Tracking can be a challenge and interpretation of tracks can be more fully enjoyed when doing it with other people. So on Wednesday several of our Nature in Winter volunteer guides joined forces to hone our skills, explore and see what we could find.

Wing prints

The first track we were intrigued by was a wing print of a bird. Beautiful soft snow had been imprinted with the perfect shape of a bird wing. There was a cluster of paired bird footprints around a stem of grass. To our inquiring minds it looked as though a small sparrow sized bird had been looking for seeds to eat and when it finished in this spot it took off with a powerful wing beat. A print of every wing feather was pressed into the snow!

The next subject of our exploration was that of a red squirrel. This squirrel was exhibiting some entertaining behaviors. Close to the Nature Center building is quite a hole-ridden, stripped down, standing, dead tree. In this “snag” the squirrel would enter one hole, disappear, appear in another hole, climb the outside and enter another hole and so on.

For several minutes we watched the energetic antics of this furry critter, wondering if all of these holes were interconnected inside the snag. It appeared to be quite an “apartment house!” The last interesting thing this squirrel did was to hang upside down and chew off bits of the dead tree and throw them to the ground. Was the squirrel communicating with us, or was it actually trying to accomplish something? We likely will never know for sure.

Coyote bridge

We continued into the forested areas of the property and encountered a trail that we determined to be that of a coyote. We had little trouble following the coyote trail because the coyote seemed to be taking advantage of our cleared hiking path.

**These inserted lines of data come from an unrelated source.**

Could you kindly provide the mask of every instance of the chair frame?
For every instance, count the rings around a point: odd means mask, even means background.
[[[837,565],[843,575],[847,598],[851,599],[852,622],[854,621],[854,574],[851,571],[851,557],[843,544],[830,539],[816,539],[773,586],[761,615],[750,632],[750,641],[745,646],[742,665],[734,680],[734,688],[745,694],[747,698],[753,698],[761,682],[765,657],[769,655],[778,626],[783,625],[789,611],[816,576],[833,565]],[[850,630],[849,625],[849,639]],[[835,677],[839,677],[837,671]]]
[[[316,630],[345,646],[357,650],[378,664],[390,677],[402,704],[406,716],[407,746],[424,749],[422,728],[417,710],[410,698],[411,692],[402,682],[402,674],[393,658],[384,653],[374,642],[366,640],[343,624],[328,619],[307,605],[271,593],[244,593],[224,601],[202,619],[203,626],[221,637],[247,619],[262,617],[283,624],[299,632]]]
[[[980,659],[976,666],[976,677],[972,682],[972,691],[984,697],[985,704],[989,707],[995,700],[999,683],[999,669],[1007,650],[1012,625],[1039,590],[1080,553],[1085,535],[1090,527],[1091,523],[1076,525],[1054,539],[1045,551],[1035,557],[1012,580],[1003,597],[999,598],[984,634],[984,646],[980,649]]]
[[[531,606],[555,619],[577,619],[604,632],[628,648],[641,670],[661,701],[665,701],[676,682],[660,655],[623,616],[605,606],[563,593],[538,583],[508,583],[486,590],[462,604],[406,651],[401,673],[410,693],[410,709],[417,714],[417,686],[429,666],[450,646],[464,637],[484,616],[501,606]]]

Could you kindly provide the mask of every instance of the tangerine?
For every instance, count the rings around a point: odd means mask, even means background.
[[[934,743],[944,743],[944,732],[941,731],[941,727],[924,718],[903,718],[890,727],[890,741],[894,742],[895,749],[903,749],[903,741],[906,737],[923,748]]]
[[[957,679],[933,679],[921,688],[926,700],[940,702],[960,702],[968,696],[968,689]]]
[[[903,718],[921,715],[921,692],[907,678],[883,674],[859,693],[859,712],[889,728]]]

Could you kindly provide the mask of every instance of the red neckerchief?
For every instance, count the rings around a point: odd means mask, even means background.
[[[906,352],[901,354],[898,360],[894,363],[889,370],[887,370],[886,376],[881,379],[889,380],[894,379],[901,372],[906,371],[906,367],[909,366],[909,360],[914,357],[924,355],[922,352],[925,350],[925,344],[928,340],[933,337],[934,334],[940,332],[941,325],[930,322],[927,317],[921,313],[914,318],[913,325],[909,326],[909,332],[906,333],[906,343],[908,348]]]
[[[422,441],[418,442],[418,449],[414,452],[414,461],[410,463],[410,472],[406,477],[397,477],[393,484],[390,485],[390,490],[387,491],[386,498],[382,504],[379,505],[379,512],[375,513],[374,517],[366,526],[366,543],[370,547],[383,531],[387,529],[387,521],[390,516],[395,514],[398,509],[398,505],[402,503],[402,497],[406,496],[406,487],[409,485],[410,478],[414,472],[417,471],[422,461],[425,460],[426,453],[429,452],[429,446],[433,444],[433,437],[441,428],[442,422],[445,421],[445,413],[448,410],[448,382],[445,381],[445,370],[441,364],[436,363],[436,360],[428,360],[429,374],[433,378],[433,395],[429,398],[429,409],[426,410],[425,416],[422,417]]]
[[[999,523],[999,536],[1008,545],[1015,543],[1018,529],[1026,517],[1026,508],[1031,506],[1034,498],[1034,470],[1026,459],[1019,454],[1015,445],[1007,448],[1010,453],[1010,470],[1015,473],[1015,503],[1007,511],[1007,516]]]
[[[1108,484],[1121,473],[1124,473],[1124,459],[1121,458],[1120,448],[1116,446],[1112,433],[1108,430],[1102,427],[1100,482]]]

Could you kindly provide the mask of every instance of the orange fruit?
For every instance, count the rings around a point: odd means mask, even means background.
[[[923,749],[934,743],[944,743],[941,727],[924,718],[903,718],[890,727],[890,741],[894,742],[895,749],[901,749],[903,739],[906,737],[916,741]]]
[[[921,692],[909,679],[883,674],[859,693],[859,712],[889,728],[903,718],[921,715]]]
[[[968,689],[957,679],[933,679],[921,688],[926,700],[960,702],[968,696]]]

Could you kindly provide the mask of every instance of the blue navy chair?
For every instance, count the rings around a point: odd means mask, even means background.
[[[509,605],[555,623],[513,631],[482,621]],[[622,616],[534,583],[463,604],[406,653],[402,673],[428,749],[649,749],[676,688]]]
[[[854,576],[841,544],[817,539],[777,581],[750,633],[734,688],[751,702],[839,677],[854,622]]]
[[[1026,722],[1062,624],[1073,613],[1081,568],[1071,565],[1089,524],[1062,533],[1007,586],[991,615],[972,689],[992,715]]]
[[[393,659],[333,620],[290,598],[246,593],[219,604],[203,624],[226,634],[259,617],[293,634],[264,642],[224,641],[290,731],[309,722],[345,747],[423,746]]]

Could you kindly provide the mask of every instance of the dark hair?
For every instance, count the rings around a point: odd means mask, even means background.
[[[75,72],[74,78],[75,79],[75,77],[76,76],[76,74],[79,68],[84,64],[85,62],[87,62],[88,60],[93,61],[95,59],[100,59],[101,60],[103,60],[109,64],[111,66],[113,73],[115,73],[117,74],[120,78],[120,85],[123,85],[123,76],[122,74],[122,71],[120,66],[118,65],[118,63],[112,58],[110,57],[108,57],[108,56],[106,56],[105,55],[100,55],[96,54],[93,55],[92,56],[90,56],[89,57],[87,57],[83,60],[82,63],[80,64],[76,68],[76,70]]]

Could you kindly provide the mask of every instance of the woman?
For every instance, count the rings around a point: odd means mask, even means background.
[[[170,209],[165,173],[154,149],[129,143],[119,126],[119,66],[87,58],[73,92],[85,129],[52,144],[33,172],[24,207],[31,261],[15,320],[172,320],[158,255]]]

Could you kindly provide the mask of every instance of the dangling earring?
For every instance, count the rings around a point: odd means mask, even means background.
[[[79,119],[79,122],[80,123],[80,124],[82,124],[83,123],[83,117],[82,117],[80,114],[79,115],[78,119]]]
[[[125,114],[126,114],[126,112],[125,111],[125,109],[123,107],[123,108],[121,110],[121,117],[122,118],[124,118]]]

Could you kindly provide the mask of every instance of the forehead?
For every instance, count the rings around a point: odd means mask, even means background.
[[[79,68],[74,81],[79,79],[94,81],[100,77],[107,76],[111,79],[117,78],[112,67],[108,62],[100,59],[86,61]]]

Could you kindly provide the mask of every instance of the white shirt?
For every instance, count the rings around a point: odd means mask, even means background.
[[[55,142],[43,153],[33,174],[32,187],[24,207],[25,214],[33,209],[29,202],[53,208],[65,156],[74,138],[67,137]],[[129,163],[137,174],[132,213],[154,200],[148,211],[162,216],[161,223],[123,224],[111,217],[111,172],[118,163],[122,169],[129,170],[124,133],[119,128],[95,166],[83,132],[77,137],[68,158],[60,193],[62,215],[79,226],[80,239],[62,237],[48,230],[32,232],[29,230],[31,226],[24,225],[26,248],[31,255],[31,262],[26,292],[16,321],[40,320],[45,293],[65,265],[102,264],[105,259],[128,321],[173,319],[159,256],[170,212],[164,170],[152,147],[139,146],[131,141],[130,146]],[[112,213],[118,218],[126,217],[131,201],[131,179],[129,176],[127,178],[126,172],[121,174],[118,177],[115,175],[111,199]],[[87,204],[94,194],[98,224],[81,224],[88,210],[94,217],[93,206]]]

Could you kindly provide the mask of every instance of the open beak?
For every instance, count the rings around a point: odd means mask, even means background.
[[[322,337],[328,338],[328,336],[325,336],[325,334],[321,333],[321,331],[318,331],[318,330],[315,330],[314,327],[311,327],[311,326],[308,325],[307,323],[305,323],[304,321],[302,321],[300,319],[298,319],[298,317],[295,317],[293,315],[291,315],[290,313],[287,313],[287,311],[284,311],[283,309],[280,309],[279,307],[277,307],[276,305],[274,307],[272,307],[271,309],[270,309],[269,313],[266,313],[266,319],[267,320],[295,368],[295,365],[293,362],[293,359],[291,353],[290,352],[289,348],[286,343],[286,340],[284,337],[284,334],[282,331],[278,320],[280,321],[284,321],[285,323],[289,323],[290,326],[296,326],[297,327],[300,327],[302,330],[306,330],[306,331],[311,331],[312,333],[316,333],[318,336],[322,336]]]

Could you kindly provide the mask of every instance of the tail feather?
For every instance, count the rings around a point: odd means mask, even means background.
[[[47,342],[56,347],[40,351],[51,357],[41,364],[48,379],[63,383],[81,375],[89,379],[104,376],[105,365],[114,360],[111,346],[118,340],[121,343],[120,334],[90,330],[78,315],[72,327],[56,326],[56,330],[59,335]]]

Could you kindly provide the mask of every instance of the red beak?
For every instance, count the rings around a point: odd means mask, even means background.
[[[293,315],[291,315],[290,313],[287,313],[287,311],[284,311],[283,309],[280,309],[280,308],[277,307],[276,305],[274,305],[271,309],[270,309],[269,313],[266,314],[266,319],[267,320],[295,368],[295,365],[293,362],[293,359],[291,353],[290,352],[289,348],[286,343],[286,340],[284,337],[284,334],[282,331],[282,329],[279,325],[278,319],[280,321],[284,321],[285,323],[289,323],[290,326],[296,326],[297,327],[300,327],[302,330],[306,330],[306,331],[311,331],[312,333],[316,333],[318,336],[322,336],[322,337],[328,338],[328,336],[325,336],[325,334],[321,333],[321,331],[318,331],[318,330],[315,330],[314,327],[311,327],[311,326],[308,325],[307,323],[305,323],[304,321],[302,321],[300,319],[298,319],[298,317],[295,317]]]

For a wild animal a cleared path can actually be quite an advantage. Less energy is required in padding along a straight cleared trail than would be involved in zigzagging, climbing over rocks or fallen trees in the forest. This coyote was so happy with our beautifully cleared path that even when it came to bridges over small streams, it took the bridge rather than climbing down one bank, getting its feet wet and climbing up the other side. Wily coyote indeed!